Exception au droit de priorité – Article L. 240-2 C. urb. – Champ d’application – Société nationale SNCF, SNCF Réseau et SNCF Voyageurs
Par une décision du 4 février 2025, le Conseil d’État est venu préciser le champ d’application du droit de priorité dans le cadre de la cession d’immeubles appartenant à la société nationale SNCF.
En l’espèce, par une décision du 9 janvier 2024, l’établissement public foncier de Provence-Alpes-Côte d’Azur (« EPF PACA ») a exercé, par délégation de la commune de Sanary-sur-Mer, le droit de priorité prévu à l’article L. 240-1 du code de l’urbanisme en vue de l’acquisition de parcelles et de droits indivis, propriétés de la SNCF.
Or, la SNCF avait conclu une promesse de vente de ces biens avec une société, dont la réalisation était subordonnée à l’obtention d’un permis de construire pour la réalisation d’un programme de trente logements, dont quinze logements sociaux.
Le permis de construire ayant été délivré, la société titulaire de la promesse de vente a alors sollicité du juge des référés du tribunal administratif de Toulon la suspension de l’exécution de la décision du 9 janvier 2024.
Elle s’est ensuite pourvue en cassation contre l’ordonnance du 9 avril 2024 rejetant sa demande.
Pour rappel, aux termes de l’article L. 240-1 du code de l’urbanisme « Il est créé en faveur des communes (…) titulaires du droit de préemption urbain un droit de priorité sur tout projet de cession d’un immeuble (…) situé sur leur territoire et appartenant à l’État, à des sociétés dont il détient la majorité du capital, aux établissements publics mentionnés aux articles L. 2102-1, L. 2111-9 et L. 2141-1 du code des transports (…) en vue de la réalisation, dans l’intérêt général, d’actions ou d’opérations répondant aux objets définis à l’article L. 300-1 du présent code (…) ».
L’article L. 240-2 de ce même code prévoit que, par exception : « Les dispositions de l’article L. 240-1 ne sont pas applicables : (…) / – à l’aliénation, par l’État, (…) ou les établissements publics figurant sur la liste prévue à l’article L. 240-1, d’immeubles en vue de réaliser les opérations d’intérêt national mentionnées à l’article L. 132-1, y compris les opérations ayant ces effets en vertu du deuxième alinéa du I de l’article 1er de la loi n° 2006-872 du 13 juillet 2006 portant engagement national pour le logement ; (…) ».

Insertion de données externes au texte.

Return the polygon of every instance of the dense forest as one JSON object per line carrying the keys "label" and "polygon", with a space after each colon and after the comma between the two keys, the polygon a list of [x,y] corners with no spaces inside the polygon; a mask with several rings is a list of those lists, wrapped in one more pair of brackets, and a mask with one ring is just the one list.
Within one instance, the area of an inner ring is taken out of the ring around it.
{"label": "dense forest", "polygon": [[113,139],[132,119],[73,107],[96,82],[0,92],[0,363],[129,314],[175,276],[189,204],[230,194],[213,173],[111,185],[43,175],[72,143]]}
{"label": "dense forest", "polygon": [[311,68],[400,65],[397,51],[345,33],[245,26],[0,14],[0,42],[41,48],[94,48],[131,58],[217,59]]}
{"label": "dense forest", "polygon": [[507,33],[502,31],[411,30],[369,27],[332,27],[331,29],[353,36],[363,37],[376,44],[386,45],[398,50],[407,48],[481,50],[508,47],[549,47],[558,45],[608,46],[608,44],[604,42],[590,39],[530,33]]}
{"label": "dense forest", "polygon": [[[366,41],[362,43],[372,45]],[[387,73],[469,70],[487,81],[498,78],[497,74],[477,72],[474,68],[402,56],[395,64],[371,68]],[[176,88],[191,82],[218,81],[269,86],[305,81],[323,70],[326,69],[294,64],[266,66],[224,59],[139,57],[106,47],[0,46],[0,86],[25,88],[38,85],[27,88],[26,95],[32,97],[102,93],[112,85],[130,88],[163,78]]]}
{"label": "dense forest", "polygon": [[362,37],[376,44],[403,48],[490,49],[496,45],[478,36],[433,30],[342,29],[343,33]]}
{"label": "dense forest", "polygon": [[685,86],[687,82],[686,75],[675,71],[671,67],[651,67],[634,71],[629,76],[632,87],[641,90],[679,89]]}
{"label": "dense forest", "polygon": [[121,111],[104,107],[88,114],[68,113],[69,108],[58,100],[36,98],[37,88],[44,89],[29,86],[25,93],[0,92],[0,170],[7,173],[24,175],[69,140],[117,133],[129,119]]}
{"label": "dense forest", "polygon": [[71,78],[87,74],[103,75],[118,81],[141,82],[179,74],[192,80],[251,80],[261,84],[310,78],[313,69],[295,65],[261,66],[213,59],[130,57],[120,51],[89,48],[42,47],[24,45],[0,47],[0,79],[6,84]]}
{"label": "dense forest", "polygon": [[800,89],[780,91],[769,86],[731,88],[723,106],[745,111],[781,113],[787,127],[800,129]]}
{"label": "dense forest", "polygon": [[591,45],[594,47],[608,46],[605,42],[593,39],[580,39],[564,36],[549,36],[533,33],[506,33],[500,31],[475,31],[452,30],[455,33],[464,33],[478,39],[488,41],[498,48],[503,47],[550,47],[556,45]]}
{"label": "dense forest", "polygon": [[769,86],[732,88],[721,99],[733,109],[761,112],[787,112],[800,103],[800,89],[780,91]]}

D’une part, le Conseil d’État rappelle que, depuis 2019, les articles du code des transports cités au sein des dispositions précitées du code de l’urbanisme ne mentionnent plus les établissements publics « SNCF », « SNCF Réseau » et « SNCF Mobilités », mais la société nationale SNCF ainsi que ses filiales, SNCF Réseau et SNCF Voyageurs.
Bien que l’article L. 240-2 du code de l’urbanisme conserve la référence aux « établissements publics » dans ces dispositions, le Conseil d’État relève que le législateur n’a pas voulu rendre applicable l’article L. 240-1 du code de l’urbanisme à l’aliénation d’immeubles effectuée par la société nationale SNCF et ses filiales, SNCF Réseau et SNCF Voyageurs, dans les conditions prévues par cet article.
D’autre part, le Conseil d’État juge que le programme de logements pour lequel la société requérante a obtenu un permis de construire présente un caractère d’intérêt national en application de l’article 1er de la loi du 13 juillet 2006, la commune de Sanary-sur-Mer n’ayant pas atteint l’objectif global de réalisation de logements sociaux.
Le Conseil d’État en déduit que le moyen tiré de ce que le droit de priorité n’était pas applicable à l’aliénation des parcelles en cause, vendues par la société nationale SNCF pour réaliser un programme de logements dont une partie est réalisée en logement social, est, en l’état de l’instruction, propre à créer un doute sérieux quant à la légalité de la décision en litige.
In fine, la Haute juridiction administrative annule l’ordonnance du 9 avril 2024 et suspend la décision d’exercice du droit de priorité de l’EPF PACA.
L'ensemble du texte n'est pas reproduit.